Finora questo meccanismo è stato utilizzato da grandi e piccole città come Milano, Roma e Lecce. Nel capoluogo lombardo Via Monte Napoleone è stata letteralmente divisa in due: da una parte aggiornamenti monstre, dall'altra nulla. Idem nella Capitale in quartieri come Prati e Trieste. A Lecce, invece, nel 2013 il 75% degli immobili è diventato improvvisamente A1 (lusso) e A2. L'aggiornamento ha dato il via a una serie infinita di ricorsi contro l'Agenzia delle Entrate che si sono rimpallati le commissioni tributarie, il Tar e la Cassazione.

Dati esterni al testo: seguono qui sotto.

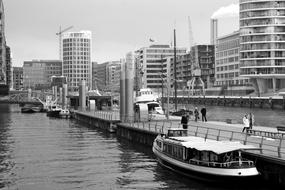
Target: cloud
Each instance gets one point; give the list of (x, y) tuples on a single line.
[(228, 11)]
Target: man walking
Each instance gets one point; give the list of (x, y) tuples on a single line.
[(196, 114), (203, 112), (184, 121)]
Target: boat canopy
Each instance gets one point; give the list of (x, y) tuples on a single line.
[(218, 147)]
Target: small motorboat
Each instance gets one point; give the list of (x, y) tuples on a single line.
[(64, 113), (54, 110), (30, 108), (203, 159)]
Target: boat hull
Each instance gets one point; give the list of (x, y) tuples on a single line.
[(206, 173), (53, 113), (31, 109)]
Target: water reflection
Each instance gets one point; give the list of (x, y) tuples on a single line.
[(38, 152), (5, 158)]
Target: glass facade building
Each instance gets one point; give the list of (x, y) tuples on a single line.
[(77, 58), (227, 72), (262, 44), (150, 65)]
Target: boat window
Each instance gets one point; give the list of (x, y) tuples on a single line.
[(170, 133), (158, 143), (213, 157)]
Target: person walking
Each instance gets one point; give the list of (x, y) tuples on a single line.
[(245, 122), (196, 114), (251, 120), (184, 121), (203, 113)]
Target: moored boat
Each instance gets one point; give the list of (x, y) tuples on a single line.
[(53, 110), (202, 158), (64, 113), (29, 108)]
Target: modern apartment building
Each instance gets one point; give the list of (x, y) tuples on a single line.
[(9, 74), (227, 71), (262, 44), (203, 58), (112, 77), (99, 75), (37, 73), (17, 78), (77, 58), (4, 86), (150, 65)]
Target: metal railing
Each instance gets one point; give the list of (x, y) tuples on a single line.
[(231, 164), (267, 146)]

Perché è accaduto tutto questo? Perché la Finanziaria 2005 sull'onda emotiva degli scandali generati dalle rendite minime nel centro di Roma diede il via agli aggiornamenti, occasione di cui i Comuni approfittarono con i tagli ai trasferimenti decisi dal governo Monti. La questione tecnica è sottile, ma le conseguenze sono devastanti sia per i Comuni che per l'Agenzia delle Entrate. Il comma 335 della Finanziaria stabilisce che i Comuni, ove si rendano conto di sperequazioni tra valore di mercato e rendita catastale, possano chiedere al Catasto di attivare il procedimento di revisione. Quello successivo, il 336, afferma invece che, ove i Comuni riscontrino tali discrepanze, siano i proprietari a dover produrre opportuna documentazione in mancanza della quale è richiesto l'intervento diretto dell'Agenzia delle Entrate. Insomma, gli aggiornamenti indiscriminati effettuati negli ultimi anni, scrive la Commissione tributaria del Lazio rinviando alla Consulta, non aveva ragion d'essere perché si doveva seguire la procedura prevista dal 336.
«È un'ordinanza importante», commenta il presidente di Confedilizia,
Giorgio Spaziani Testa, aggiungendo che «viene sancito il principio che per le revisioni serve sempre una verifica concreta degli immobili». La revisione del Catasto? «Non serve, d'ora in poi bisognerà valutare caso per caso».